Lots of easy to get metrics
The first thing to notice is that these tools can capture metrics from a wide variety of data sources via “integrations” or “plug-ins” as shown in the screen shots (below). Typical examples include host performance, JMX, network throughput, WMI, Docker health, SNMP, and AWS metrics. These metrics are relatively easy to capture (technically speaking, pulling JMX data is not hard to do) although configuring these integrations and plug-ins isn’t always an easy task.
Lots of charts
The data can be analyzed in various charts and dashboards as seen in the examples below. In fact, the experience of using these tools is largely based around building and viewing charts. I like to label this experience as JBoC (Just a Bunch of Charts). Looking for answers in the data involves putting several metric charts next to each other over the same time series and looking for correlations in the data. Out of the thousands of metrics to choose from, which ones should you be looking at? How do the charts explain the root cause of a performance problem? It’s a lot of guesswork. Just because you can see two metrics spiking up or down around the same time does not mean that one caused the other to happen. Does a sudden increase in the number of people with umbrellas cause it to rain?

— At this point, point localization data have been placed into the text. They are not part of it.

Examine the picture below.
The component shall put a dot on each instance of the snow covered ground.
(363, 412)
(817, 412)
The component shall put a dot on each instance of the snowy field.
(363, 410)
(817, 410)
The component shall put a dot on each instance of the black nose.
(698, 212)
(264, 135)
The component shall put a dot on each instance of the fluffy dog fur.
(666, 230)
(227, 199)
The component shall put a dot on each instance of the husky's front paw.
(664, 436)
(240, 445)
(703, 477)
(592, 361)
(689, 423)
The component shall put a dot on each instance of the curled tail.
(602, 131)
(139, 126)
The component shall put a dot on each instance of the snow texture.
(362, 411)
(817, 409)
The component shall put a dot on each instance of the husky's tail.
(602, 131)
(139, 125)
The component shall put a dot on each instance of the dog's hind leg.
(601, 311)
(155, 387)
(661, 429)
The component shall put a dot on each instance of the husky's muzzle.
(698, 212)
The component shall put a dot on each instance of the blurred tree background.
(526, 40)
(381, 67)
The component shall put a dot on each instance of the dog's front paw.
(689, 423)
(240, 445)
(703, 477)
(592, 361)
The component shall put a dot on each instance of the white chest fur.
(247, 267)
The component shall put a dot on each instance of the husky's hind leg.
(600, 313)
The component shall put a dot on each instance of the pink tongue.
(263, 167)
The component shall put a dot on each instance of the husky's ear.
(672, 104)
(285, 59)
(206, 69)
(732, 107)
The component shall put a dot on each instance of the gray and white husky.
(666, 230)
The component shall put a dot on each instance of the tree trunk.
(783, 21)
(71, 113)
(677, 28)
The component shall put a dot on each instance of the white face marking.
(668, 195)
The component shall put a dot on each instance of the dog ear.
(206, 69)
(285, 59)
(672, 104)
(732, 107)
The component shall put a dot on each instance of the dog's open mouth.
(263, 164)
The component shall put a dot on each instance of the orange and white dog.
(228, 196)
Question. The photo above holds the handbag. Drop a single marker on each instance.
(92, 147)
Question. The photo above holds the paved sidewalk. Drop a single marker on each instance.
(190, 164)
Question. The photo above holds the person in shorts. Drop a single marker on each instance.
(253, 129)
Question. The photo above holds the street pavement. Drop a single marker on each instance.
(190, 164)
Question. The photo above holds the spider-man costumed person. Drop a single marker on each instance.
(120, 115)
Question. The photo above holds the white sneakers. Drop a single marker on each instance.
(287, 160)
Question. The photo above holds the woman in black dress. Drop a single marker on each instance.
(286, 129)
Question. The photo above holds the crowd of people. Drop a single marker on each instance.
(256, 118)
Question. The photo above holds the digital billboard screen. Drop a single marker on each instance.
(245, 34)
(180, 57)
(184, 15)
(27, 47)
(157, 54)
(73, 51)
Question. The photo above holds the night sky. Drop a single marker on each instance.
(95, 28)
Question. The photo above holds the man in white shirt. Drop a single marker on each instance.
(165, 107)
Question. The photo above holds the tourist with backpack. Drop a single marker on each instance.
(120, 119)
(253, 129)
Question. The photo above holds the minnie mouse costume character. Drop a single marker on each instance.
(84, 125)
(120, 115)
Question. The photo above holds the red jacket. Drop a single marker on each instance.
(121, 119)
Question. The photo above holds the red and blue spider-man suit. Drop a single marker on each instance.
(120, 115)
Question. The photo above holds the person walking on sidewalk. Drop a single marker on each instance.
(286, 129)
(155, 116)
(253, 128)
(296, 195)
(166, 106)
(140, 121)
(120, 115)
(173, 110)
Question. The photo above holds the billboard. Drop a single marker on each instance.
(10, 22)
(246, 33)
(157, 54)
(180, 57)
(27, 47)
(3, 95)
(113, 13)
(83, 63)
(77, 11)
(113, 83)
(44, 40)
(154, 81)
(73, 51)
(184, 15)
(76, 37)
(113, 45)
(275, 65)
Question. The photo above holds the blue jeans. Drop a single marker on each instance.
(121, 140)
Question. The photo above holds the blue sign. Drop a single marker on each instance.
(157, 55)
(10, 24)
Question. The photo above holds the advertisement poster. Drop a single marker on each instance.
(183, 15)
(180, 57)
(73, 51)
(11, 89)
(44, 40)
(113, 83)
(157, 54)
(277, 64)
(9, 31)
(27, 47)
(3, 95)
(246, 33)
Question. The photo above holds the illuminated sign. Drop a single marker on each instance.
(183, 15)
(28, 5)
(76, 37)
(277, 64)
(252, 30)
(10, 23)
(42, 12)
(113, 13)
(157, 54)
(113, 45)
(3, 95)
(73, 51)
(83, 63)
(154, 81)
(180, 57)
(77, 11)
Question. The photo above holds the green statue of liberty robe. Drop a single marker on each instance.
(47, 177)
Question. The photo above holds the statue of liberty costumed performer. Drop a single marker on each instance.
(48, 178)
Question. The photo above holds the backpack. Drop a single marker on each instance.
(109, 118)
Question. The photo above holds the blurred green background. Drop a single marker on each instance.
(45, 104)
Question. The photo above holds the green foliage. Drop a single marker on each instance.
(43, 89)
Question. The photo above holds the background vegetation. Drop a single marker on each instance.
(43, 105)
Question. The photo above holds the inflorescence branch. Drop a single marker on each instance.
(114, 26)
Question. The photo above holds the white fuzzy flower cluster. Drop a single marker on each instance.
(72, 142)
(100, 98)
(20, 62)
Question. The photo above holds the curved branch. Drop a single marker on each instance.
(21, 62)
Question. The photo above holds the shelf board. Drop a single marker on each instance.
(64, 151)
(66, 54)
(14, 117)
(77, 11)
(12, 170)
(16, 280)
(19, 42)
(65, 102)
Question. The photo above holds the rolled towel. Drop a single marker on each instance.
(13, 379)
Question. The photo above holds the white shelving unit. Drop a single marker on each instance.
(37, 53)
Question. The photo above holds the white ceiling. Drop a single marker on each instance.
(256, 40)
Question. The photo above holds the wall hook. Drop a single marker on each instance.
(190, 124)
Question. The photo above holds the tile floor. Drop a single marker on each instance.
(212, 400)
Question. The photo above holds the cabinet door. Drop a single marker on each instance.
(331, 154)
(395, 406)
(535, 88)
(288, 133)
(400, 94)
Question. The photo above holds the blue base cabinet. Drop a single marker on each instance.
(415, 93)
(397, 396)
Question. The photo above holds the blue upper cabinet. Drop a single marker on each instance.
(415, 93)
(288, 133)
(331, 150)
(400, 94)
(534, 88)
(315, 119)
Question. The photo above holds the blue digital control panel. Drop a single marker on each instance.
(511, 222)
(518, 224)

How valuable is all this data?
Great, so there’s all sorts of metrics available to analyze and correlate, but do we understand what they really mean? The value of some metrics is obvious. When free disk space gets close to 0%, it’s time to act. However, the overwhelming majority of the metrics are confusing and not very valuable. For example, when MEMTABLE SWITCH COUNTS PER HOUR increases from 20 up to 40… Is that good? Is that bad?
This reminds of a great scene from my all-time favorite TV show: Seinfeld – The Little Jerry episode:
JERRY: Hey, guess what! Little Jerry ran from here to Newman’s in under thirty seconds!
GEORGE: Is that good?
JERRY: I don’t know.
The data is not connected
It’s also important to note that the metrics these tools are capturing are not connected or related to each other. If the CPU % chart spikes up, you would expect to be able to click and drilldown to see what’s consuming the CPU with the details explaining why. This type of workflow is not possible out of the box because the data is not connected. You might be able to manually create a series of high-level to lower-level charts and link them together somehow, but that’s tedious. Additionally, without knowing the relationships and dependencies in the data, this makes it impossible for A.I. causation algorithms to automate the problem solving for you.
High-value data is hard to get
What’s missing is the high-value data that’s needed to prevent and solve performance problems. End-to-end transaction tracing, real user monitoring, mapping the topology & dependencies of the entire enterprise and capturing method-level data (in production) with contextual transaction values – why are these capabilities missing from these tools? The answer is because it is not easy. This high-value data is really challenging to capture (technically speaking).
Luckily, there’s Dynatrace.
Instead of configuring a bunch of integrations and plug-ins to capture and chart all these low-value metrics, just install the Dynatrace OneAgent on your hosts. It takes a few seconds and that’s it.
Answers, not just data
Once the OneAgent is installed, Dynatrace will start telling you what you need to know in ways that are simple to understand.
In the example above, you can see Dynatrace has detected a problem. It shows us:
Business impact = 536 users and 6.7K transactions
Impacted application = www.easytravel.com
Root cause = CouchDB process crashed
How simple is that? No configuration necessary.